The technologies go by disparate names: Royal Caribbean International calls its package Excalibur, MSC Cruises has MSC for Me and Carnival has its Ocean platform, which includes the Ocean Medallion and Ocean Compass app. Luca Pronzati, MSC’s chief business innovation officer, said MSC’s technology will provide wayfinding onboard the ships, a reservations function and a more convenient way to access and personalize an activities agenda.

“You can schedule your day in an easy way,” Pronzati said. “It’s really changing the paradigm.”

Passengers can access the information through smartphones, on their in-cabin TVs or at screens in public areas of the ship. Pronzati said that the current functionality of MSC for Me, which is available on the MSC Meraviglia and the MSC Seaside, is a foundation and that the line is working on expanded capabilities, such as a digital concierge service.
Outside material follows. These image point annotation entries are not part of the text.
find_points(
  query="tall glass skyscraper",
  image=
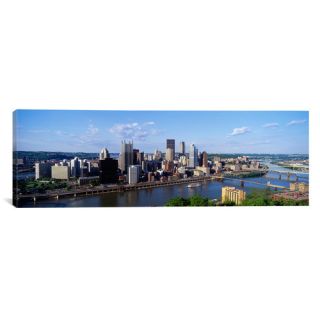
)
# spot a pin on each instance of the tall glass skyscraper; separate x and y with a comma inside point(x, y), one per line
point(182, 148)
point(126, 156)
point(193, 156)
point(171, 144)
Carnival’s Ocean platform, although it debuted for a limited number of passengers on Princess Cruises’ Regal Princess in November, will be rolled out onboard five more ships by the end of 2018.

Carnival expects its phased activation of the Ocean Medallion and Ocean Compass app onboard the Regal Princess to be finished by the first quarter of 2018, with all passengers being able to use it simultaneously thereafter. The two technologies are designed to give each cruise customer a more personalized vacation. It will, for example, provide suggestions for activities, drinks and meals based on stored preferences and proximity to venues on the ship.

Royal Caribbean’s package of onboard technologies, Excalibur, is expected to be on 15% of its fleet, starting with its most-recently delivered ships, within the first few months of 2018. It will be on a majority of Royal’s 25 ships by the end of the year.

One focus of Excalibur is expedited embarkation, which Royal calls “frictionless arrival.” It will allow passengers who input information before arrival come aboard without stopping at a check-in counter. Other applications include using it to order room service, open cabin doors and connect with friends and family onboard.

One of the ships that will benefit from Excalibur is Celebrity’s new Celebrity Edge, the first in a class of four ships ordered so far that will be a prototype for the design of Celebrity’s fleet.

The innovations already announced for the ship include “infinite verandas” in which balcony space is incorporated into a cabin and the Magic Carpet, a 90-ton platform that hangs off one side of the ship and will move between four decks, including the embarkation deck, where it will serve as a shore excursion platform.

Following a December 2018 christening in Fort Lauderdale by Nobel Peace Prize laureate Malala Yousafzai, the Edge will make its first seven-day Caribbean cruise.

Celebrity plans to spend $400 million over the next six years to make the rest of its fleet look more like the Edge class.

The Cuba connection

Some of the oldest ships in the cruise industry will also be part of its newest trend in 2018: expanded cruises to Cuba. Norwegian Cruise Line has tapped the Norwegian Sun for four-day cruises to Cuba from Port Canaveral next summer. The Sun is joining Norwegian’s oldest ship, the Norwegian Sky, which does the itinerary from Miami.

Royal Caribbean is also expanding its capacity to Cuba, putting the 28-year-old Empress of the Seas in Miami for five-, seven- and eight-day trips that for the first time include Cienfuegos and Santiago de Cuba, while its second-oldest ship, the Majesty of the Seas, will provide four- and five-night Cuba itineraries from Tampa.

Royal Caribbean raises gratuity charge

Royal Caribbean International on Jan. 2 is implementing a $1 increase to the daily gratuity, to $14.50 per guest, for cruise passengers in stateroom accommodations.

Suite guests will pay $17.50 per day, also a $1 increase.

Guests who book before Jan. 2 can pre-pay gratuities before their sailing at the current rate.

The daily gratuity, automatically added to guest accounts, is shared among dining and bar servers, stateroom attendants, and hotel services teams who work behind the scenes.